What is yahoo_fin?
Yahoo_fin is a Python 3 package designed to scrape historical stock price data, as well as to provide current information on market caps, dividend yields, and which stocks comprise the major exchanges. Additional functionality includes scraping income statements, balance sheets, cash flows, holder information, and analyst data. The package includes the ability to scrape live (real-time) stock prices, capture cryptocurrency data, and get the most actively traded stocks on a current trading day. Yahoo_fin also contains a module for retrieving option prices and expiration dates.
The latest version of yahoo_fin can also scrape earnings calendar history and has an additional module for scraping financial news RSS feeds.
If you like yahoo_fin and / or this blog, consider making a contribution here to support the project.
Table of Contents
For navigating yahoo_fin’s documentation, click on any of the links below.
To see in-depth examples, check out my video series on YouTube or the following posts:
Two intro videos in the series are below.
Installation & Getting historical / real-time stock prices
Easily scraping ticker lists
Updates
Update: July 9th, 2021
yahoo_fin 0.8.9.1 is the latest version of yahoo_fin. This includes a second collection of patches due to recent changes in Yahoo Finance’s website, which were affecting get_data, get_live_price, and several other methods. Please update to 0.8.9.1 if you are using an older version. Additionally, there are two new functions, get_company_info and get_company_officers, for scraping company-related data.
Update: July 2021
yahoo_fin 0.8.9 was released in July 2021. This release includes a patch fixing get request issues due to recent changes on Yahoo Finance. These updates affect several functions, including scraping options data, get_quote_table, and scraping financials information. If you are using an older version, please update to 0.8.9.
Update: March 2021
yahoo_fin 0.8.8 was released in March 2021. This release contains a patch for the tickers_dow method.
Update: Feb. 2021
yahoo_fin 0.8.7 was released in Feb. 2021. This version adds a collection of new features.
Update: July 11, 2020
Version 0.8.6 of yahoo_fin made the following changes:
Update: April 24, 2020
This update to yahoo_fin occurred on April 24, 2020 (version 0.8.5).

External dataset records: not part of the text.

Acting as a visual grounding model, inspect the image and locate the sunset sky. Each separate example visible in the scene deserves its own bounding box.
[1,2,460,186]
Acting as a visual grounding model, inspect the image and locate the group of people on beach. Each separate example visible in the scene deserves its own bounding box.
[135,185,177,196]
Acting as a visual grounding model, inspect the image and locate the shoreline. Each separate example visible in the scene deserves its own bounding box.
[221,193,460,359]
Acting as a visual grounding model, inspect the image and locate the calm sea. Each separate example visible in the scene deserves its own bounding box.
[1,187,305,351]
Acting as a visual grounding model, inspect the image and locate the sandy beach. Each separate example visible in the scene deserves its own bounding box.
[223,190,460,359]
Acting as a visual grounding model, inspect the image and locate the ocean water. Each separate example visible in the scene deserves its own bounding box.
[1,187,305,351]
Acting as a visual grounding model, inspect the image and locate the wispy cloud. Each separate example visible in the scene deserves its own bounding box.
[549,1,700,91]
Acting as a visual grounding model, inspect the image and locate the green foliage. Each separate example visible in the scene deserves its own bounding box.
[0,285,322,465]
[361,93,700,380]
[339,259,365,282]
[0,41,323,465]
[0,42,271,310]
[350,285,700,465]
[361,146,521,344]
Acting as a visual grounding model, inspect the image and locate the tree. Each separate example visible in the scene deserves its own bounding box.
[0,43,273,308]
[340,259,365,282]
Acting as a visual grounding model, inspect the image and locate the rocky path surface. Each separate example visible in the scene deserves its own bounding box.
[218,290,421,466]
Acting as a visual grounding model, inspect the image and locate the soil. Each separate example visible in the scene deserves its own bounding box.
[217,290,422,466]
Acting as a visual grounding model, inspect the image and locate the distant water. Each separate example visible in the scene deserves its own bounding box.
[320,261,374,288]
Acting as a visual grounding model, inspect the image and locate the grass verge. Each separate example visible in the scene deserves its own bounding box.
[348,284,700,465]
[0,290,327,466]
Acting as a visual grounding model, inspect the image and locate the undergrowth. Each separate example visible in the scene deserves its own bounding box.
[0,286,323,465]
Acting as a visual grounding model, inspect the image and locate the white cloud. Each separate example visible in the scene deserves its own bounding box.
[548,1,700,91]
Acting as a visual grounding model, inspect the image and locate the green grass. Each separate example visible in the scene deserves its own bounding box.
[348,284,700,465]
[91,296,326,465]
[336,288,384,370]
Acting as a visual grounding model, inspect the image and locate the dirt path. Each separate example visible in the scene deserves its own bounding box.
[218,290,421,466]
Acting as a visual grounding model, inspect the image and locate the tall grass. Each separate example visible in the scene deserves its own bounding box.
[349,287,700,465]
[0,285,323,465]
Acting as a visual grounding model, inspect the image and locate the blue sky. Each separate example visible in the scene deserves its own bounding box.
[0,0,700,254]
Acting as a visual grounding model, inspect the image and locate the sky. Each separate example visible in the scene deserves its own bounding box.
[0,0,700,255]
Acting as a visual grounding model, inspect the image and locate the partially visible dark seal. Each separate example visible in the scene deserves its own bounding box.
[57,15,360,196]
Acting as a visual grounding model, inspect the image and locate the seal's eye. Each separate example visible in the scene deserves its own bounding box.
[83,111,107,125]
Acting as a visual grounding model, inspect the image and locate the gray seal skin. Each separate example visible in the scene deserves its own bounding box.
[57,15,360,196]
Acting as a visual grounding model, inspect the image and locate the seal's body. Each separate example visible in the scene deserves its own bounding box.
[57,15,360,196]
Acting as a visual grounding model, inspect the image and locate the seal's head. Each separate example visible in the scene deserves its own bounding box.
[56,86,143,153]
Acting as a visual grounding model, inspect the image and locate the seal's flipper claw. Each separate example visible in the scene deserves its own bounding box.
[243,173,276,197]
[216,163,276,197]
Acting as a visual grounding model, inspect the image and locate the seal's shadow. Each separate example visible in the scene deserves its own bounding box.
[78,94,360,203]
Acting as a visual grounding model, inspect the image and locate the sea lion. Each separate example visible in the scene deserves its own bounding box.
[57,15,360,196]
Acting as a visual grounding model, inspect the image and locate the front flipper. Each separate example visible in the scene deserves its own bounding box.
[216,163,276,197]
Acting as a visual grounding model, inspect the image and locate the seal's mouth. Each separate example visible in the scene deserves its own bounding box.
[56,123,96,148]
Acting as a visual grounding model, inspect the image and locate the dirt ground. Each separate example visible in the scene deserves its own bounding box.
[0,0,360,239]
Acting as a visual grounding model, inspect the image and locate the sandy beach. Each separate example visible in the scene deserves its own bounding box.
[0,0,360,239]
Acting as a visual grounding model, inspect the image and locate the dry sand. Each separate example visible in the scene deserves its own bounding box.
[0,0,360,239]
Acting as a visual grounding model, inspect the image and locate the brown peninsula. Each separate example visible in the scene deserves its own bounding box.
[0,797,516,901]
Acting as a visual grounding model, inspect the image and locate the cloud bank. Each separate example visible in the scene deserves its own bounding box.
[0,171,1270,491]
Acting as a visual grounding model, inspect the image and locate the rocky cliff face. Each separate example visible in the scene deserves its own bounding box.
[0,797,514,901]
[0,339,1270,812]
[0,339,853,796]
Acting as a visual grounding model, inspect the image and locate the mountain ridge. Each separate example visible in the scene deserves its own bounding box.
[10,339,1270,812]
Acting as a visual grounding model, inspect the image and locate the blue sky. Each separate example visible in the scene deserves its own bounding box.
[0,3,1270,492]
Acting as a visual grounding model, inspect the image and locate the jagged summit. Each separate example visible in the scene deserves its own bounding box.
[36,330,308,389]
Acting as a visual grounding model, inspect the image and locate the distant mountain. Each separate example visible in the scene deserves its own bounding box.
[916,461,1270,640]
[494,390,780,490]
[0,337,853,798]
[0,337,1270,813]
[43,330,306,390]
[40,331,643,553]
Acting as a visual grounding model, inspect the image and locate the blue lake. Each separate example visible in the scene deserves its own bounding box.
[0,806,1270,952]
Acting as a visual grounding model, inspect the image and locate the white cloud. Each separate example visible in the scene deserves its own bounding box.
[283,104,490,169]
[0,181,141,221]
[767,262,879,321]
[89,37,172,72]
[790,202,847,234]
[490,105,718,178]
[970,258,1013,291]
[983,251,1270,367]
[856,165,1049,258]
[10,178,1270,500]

This version updated the get_stats function, as well as added the get_stats_valuation function. Follow the guidance in the installation section below to upgrade yahoo_fin to the latest version.
Update: December 15, 2019
An update to this package was pushed on December 15, 2019. This update fixes the issues caused by a recent change in Yahoo Finance’s website. If you have a previously installed version of yahoo_fin, please follow the guidance below to upgrade your installation using pip.
Recommended Python Version
A few methods in yahoo_fin require a package called requests_html as a dependency. Since requests_html requires Python 3.6+, you’ll need Python 3.6+ when installing yahoo_fin.
yahoo_fin Installation
Yahoo_fin can be installed using pip:
If you have a previously installed version, you can upgrade like this:
Requirements
Yahoo_fin requires the following packages to be installed:
datetime feedparser ftplib io json pandas requests requests_html
With the exception of requests_html, these dependencies come pre-installed with Anaconda. requests_html requires Python 3.6+ and is needed for several of the functions in yahoo_fin, as described above. To install requests_html, you can use pip:
However, the latest versions of yahoo_fin should automatically install the dependencies when using pip, so you shouldn’t have to manually install these other packages.
Methods
The yahoo_fin package has three modules. These are called stock_info, options, and news. stock_info has the below primary methods.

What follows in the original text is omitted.